Two’s Company’s efforts to revive long-forgotten classics continue at Southwark Playhouse with A Day by the Sea. The play, written by N.C. Hunter, heralded as the “English Chekhov”, but shamefully overlooked in his day, arrives in the wake of several other successful productions by the company in recent years, namely What the Women Did (2014), The Cutting of the Cloth (2015) and The Fifth Column (2016).
Set in Dorset on an idyllic summer’s day in 1953, the play focuses on the Anson family. Julian Anson, a diplomat based in Paris, is taking time out of his work-orientated existence to visit his parents at the original family home. He is surprised to find an old childhood friend also visiting with her children and trying to recover from a scandal concerning her marriage. Julian’s mother has always wished he would settle down and marry, but he scornfully resists. The family plan a day out for a picnic on the beach which, rather than offer Julian the relaxation it should, serves only to provide the backdrop for unexpected disappointment.

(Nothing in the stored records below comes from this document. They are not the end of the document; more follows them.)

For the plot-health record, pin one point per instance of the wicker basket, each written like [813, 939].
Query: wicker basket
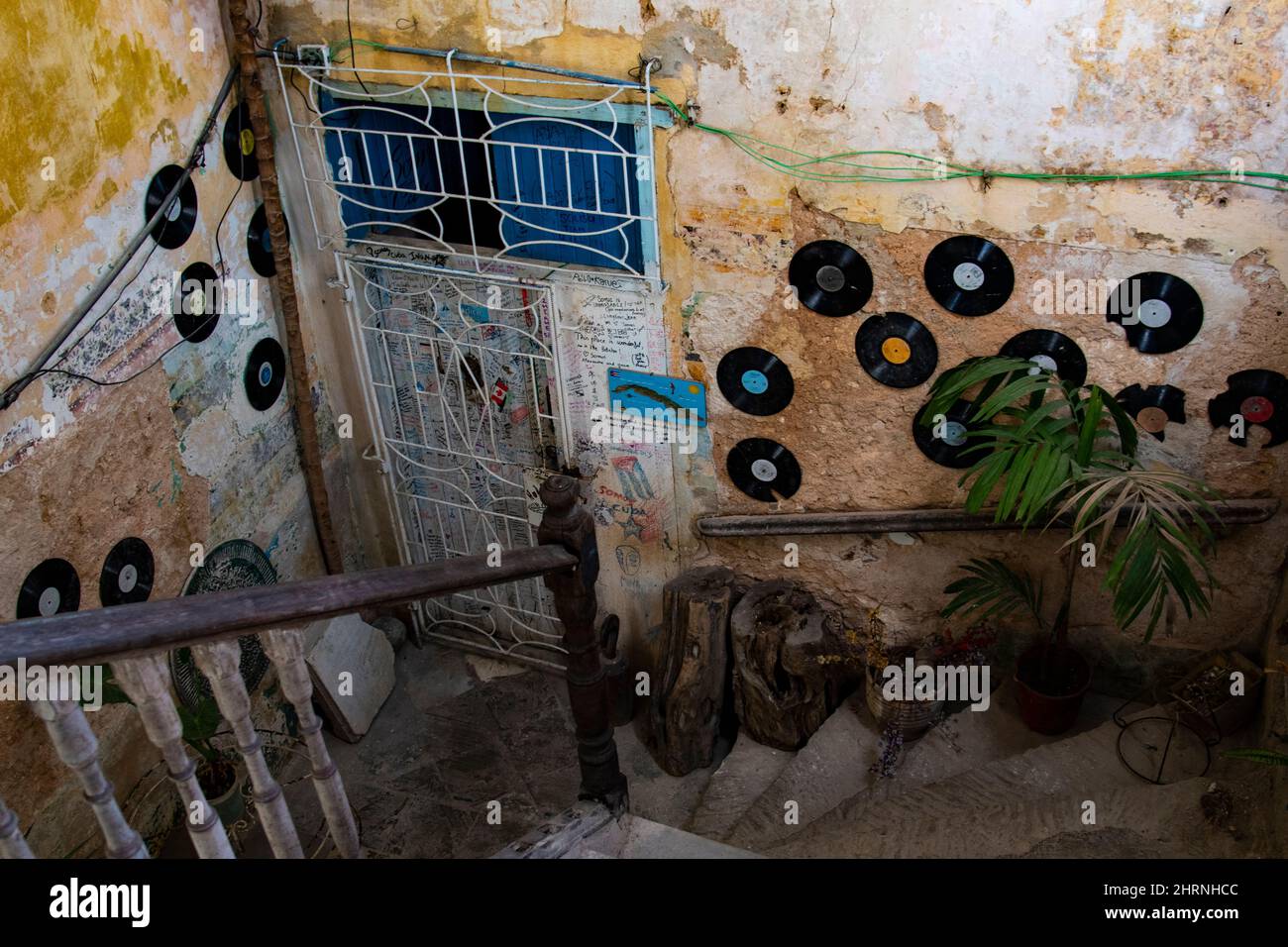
[913, 718]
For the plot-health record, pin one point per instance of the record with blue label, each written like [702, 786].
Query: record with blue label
[1048, 351]
[969, 275]
[755, 380]
[266, 373]
[764, 470]
[947, 442]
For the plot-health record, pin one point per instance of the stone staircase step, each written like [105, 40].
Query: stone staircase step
[1138, 819]
[827, 771]
[743, 776]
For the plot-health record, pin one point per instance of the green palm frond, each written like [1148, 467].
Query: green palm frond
[1162, 551]
[992, 589]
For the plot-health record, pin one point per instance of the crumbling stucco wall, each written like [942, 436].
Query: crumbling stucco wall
[1061, 85]
[103, 94]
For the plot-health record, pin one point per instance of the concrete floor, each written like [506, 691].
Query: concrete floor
[460, 735]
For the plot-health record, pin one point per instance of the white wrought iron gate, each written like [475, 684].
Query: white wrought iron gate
[465, 399]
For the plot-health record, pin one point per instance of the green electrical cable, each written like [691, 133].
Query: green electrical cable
[943, 170]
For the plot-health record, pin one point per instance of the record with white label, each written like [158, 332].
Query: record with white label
[52, 587]
[764, 470]
[1159, 312]
[127, 574]
[1050, 351]
[266, 373]
[831, 277]
[969, 275]
[755, 380]
[174, 228]
[945, 442]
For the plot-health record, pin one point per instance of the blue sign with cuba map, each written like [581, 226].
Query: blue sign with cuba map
[635, 389]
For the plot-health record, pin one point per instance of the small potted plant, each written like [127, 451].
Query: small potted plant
[1054, 451]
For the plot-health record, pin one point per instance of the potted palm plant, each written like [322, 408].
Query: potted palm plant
[1052, 451]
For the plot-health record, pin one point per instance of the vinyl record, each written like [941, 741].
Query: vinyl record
[829, 277]
[1051, 351]
[1158, 311]
[755, 380]
[127, 574]
[52, 587]
[172, 230]
[240, 145]
[1261, 397]
[266, 373]
[951, 449]
[897, 350]
[969, 275]
[764, 470]
[259, 247]
[1153, 407]
[196, 311]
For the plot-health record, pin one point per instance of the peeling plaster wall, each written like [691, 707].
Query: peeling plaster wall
[112, 91]
[1060, 85]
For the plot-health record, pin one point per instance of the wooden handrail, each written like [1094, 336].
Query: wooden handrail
[133, 629]
[1229, 513]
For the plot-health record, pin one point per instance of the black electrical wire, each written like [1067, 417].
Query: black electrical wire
[353, 51]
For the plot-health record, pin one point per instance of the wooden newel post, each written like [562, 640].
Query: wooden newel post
[566, 522]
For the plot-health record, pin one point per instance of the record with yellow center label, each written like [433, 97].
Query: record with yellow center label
[897, 350]
[239, 142]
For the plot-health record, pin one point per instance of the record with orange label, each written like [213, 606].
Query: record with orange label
[897, 350]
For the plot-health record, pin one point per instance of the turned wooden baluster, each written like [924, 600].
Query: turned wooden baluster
[77, 746]
[220, 663]
[12, 844]
[286, 648]
[147, 682]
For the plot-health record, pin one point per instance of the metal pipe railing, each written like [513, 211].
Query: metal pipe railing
[1227, 513]
[143, 626]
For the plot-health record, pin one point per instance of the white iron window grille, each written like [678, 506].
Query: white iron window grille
[467, 402]
[506, 167]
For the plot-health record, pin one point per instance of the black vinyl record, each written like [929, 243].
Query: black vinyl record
[831, 277]
[266, 373]
[897, 350]
[198, 303]
[52, 587]
[969, 275]
[172, 230]
[1159, 312]
[259, 247]
[764, 470]
[1153, 407]
[951, 447]
[1261, 397]
[127, 574]
[1051, 351]
[240, 145]
[755, 380]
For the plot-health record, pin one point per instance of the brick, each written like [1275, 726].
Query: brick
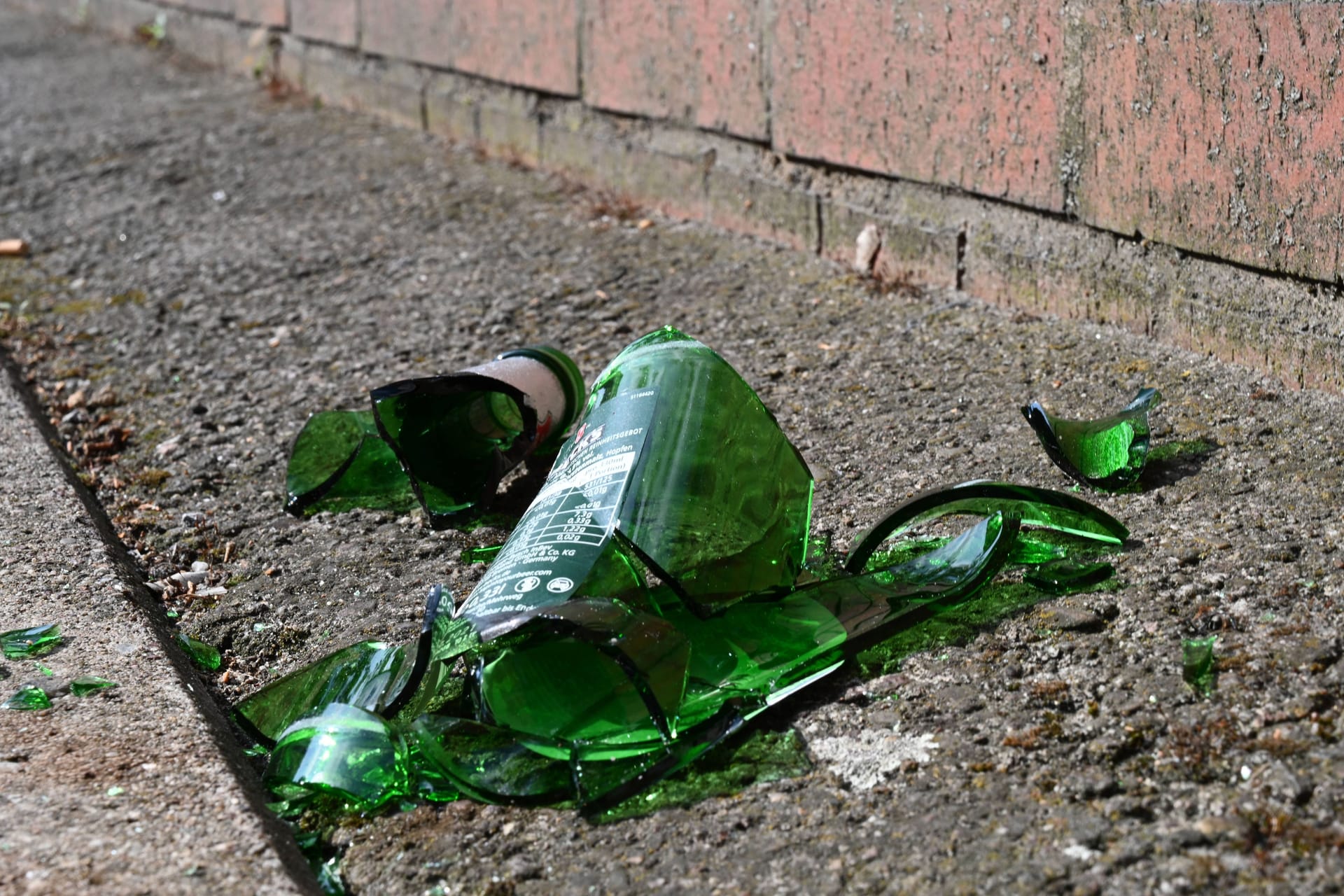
[452, 109]
[531, 43]
[691, 62]
[414, 30]
[616, 156]
[911, 250]
[764, 207]
[222, 7]
[508, 125]
[1285, 328]
[1218, 130]
[327, 20]
[960, 94]
[390, 90]
[264, 13]
[526, 45]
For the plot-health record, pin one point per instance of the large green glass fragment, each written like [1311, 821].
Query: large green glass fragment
[346, 752]
[200, 652]
[27, 697]
[85, 685]
[339, 461]
[23, 644]
[1199, 664]
[1107, 454]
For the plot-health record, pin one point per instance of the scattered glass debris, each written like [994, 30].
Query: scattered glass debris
[24, 644]
[201, 653]
[85, 685]
[1068, 577]
[29, 697]
[1199, 666]
[657, 594]
[445, 441]
[1107, 454]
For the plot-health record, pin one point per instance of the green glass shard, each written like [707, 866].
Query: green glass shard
[24, 644]
[27, 697]
[1068, 577]
[201, 653]
[363, 675]
[1199, 665]
[1107, 454]
[344, 752]
[339, 461]
[981, 498]
[85, 685]
[651, 602]
[482, 554]
[457, 435]
[487, 763]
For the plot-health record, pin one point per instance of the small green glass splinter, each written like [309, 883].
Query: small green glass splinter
[24, 644]
[201, 653]
[1198, 664]
[1107, 454]
[85, 685]
[482, 554]
[29, 697]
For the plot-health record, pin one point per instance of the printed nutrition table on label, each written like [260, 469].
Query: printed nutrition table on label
[571, 512]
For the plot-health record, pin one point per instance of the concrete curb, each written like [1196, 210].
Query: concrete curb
[131, 790]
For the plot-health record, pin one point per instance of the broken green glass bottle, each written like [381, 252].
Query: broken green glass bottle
[650, 602]
[457, 435]
[24, 644]
[442, 441]
[1107, 454]
[200, 652]
[85, 685]
[27, 697]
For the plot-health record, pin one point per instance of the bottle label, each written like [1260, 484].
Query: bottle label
[569, 523]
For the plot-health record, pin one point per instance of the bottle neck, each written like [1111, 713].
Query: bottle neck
[498, 415]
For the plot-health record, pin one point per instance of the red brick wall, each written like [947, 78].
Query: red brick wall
[1214, 127]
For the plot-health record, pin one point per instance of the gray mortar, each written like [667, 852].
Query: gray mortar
[344, 253]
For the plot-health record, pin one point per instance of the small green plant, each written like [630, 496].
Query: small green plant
[155, 33]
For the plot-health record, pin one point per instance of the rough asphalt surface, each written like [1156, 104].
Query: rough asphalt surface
[213, 265]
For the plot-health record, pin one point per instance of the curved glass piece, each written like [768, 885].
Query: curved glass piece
[85, 685]
[346, 752]
[486, 762]
[23, 644]
[1068, 577]
[1042, 508]
[339, 463]
[203, 654]
[1107, 454]
[27, 697]
[362, 675]
[867, 602]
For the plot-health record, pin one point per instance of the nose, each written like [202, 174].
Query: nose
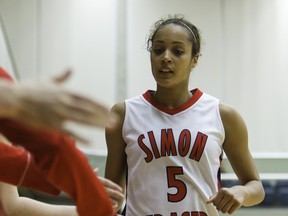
[166, 58]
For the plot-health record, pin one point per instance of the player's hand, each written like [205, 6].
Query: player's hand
[228, 200]
[114, 191]
[4, 140]
[48, 105]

Act One sets the scene, and, initially, things moved a little slowly with a few bungled lines, awkward pauses and late sound cues. Everything felt a little bit dated, with the script seeming to meander along aimlessly and the odd topical political quip and comment about war and “the ridiculousness of men” forming the only real connections between the piece and modern life. By the interval, l was a little concerned that this revival was no contender for some of the company’s earlier work, both in terms of the material on offer and the production itself.
Everything perked up enormously for Act Two, however, with the actors seeming to find their confidence and/or overcome nerves, and the action becoming pacier and moving from situation-building to the outpouring of raw emotion and regret, with the sea setting the scene for confession and proposition.
John Sackville’s austere Julian who, having just faced a monumental blow to his career, begins to reflect on a life which has, until now, been dedicated to work. He laments lost opportunities, articulating the real Chekhovian feelings of loss and lack of fulfilment to which we can all relate. This results in a somewhat awkward exchange between he and Alix Dunmore’s serene Frances Farrar, who delivers a fine central performance, managing to combine detachment and humility throughout. Their situation is comically mirrored by Stephanie Willson’s pitiful Miss Mathieson, the childrens’ Nanny, who, seemingly terrified of becoming an ‘old maid’ embarrasses herself terribly with Doctor Farley (played humorously by David Acton).
The play is a little long, but, once it gets going, deals sensitively and openly with the human condition. Combined with the excellent comic timing of Susan Tracy’s Mrs Anson, the numerous amusing interjections of Davids Acton, Gooderson and Whitworth and Alex Marker’s lovely set, this isn’t a bad evening’s entertainment at all.